I'm really beginning to worry that something is wrong with my brain: I forgot the PIN number of my cash card! I've been using the same PIN for decades, several times a week when I'm buying groceries and stuff. But on Saturday when I was at the cash terminal, my brain had a complete blackout. I remembered the digits, but not the correct order. Three times I tried to insert that damn number, and after that, my card was locked. Over the weekend, I was pretty sure I now remembered the PIN so I called the bank this morning and they unlocked the card for me. I gave it another try at the cash terminal and again that stupid machine told me that the PIN was wrong.

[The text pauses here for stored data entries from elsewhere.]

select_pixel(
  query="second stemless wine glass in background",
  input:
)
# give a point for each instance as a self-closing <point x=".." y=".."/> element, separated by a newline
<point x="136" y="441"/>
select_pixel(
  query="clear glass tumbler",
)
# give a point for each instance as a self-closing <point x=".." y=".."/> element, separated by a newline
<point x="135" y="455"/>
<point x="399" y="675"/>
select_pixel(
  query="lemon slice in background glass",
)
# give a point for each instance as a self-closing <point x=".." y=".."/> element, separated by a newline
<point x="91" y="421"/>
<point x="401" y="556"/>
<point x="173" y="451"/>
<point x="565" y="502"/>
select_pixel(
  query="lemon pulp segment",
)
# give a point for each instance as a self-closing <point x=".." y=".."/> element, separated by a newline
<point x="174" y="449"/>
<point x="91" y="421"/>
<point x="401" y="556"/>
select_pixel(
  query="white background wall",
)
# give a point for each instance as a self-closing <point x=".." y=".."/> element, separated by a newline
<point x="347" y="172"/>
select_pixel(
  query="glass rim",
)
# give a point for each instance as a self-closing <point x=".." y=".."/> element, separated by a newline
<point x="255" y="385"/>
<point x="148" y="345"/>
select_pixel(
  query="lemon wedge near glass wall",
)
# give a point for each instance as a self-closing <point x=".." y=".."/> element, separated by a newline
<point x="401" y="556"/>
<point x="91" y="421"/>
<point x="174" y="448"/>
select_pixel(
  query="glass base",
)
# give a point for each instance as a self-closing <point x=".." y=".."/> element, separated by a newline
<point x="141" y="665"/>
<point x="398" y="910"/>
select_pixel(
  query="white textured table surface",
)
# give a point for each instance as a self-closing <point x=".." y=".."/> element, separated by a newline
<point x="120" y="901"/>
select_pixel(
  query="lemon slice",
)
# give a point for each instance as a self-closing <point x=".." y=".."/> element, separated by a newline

Feeling more than confused about the entire thing, I went to my bank this afternoon and ask for help. The lady at the counter suggested to use the two remaining tries until my card would be blocked again, which I did, hoping to finally type in the correct order of my PIN number. I didn't succeed. Now the only thing left was to order a new card for me with a new PIN number, and I was really embarrassed. I tried to make a lame apologogy, said something like "well, I really don't know how I could forget that number, after all, I'm not yet 80". The lady replied, "Well, maybe you partied too much." I: "no way..." She: "Alcohol maybe?". I, deeply embarassed: "I don't drink!!" (which is true, I don't drink any alcohol at all because I just don't like it). I couldn't say any more because I was so ashamed. Behind me, a line of bank customers was waiting, listening to this embarrassing conversation.
I'm feeling really awful about the entire incident, and I really wonder how I could ever forget that PIN after so many years! After all, I'm someone who's famous for her memories of numbers and dates! This is really scaring me.